Reciprocal capture. How practices come into symbiotic relation through constraints — “a dual process of identity construction” (Cosmopolitics I, p. 36). Neither practice dictates the other’s internal organisation; both are changed by the encounter while remaining distinct.

The idiot. Borrowed from Deleuze. The conceptual persona who slows the others down — refuses to be authorised too quickly, holds onto a matter of concern that resists being simplified to a common good. Affirmative, not oppositional: the idiot is the one busy with their own concern, not the one resisting for the sake of resistance.

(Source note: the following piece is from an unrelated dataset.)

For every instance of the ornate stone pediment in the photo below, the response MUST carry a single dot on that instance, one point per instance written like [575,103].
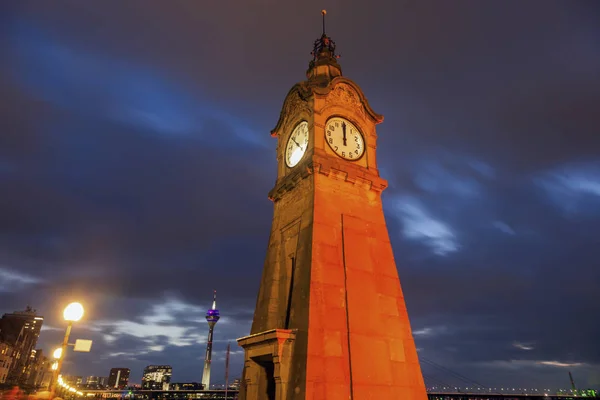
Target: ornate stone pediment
[295,102]
[345,94]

The cosmopolitical proposal. Adding a cosmopolitical dimension to political problems. Not the search for answers everyone must accept, but the practice of giving place to the cry of fright or the murmur of the idiot in the assemblage around a political issue.

The critique of tolerance. Tolerance is condescending — it places the tolerator above the tolerated and lets dominant frames keep their position by extending sufferance to challengers. Cosmopolitics requires taking the realities other practices produce seriously, not merely allowing them to be held.


The afterlife of the concept

Latour. Both Stengers and Bruno Latour use “cosmopolitics” but differ. Latour affirms a universal common world to be composed; Stengers rejects universality and stays with situated practice. The divergence runs through Latour’s “Whose Cosmos, Which Cosmopolitics?” (Common Knowledge 10:3, 2004) and continues across both their corpora.

Pluriverse and the ontological turn. Cosmopolitics has been taken up beyond Stengers’ framing — Donna Haraway, Eduardo Viveiros de Castro, Mario Blaser, Arturo Escobar, Marisol de la Cadena, Walter Mignolo — across STS, anthropology, ecology, and decolonial thought. The “pluriverse” figure travels across this cluster.

Decolonial reception. Mixed. Some readers (Mignolo) treat Stengers’ cosmopolitics as still too European. Others (de la Cadena on Andean cosmopolitics, Blaser) extend the concept into indigenous cosmopolitics. The relation is a live debate, not a settled extension.

Stengers’ own extensions. In Catastrophic Times (2009, English 2015) brings cosmopolitics to bear on ecological emergency. Capitalist Sorcery with Philippe Pignarre (2005, English 2011) develops the analysis of capitalism as an operation that captures and disrupts practices.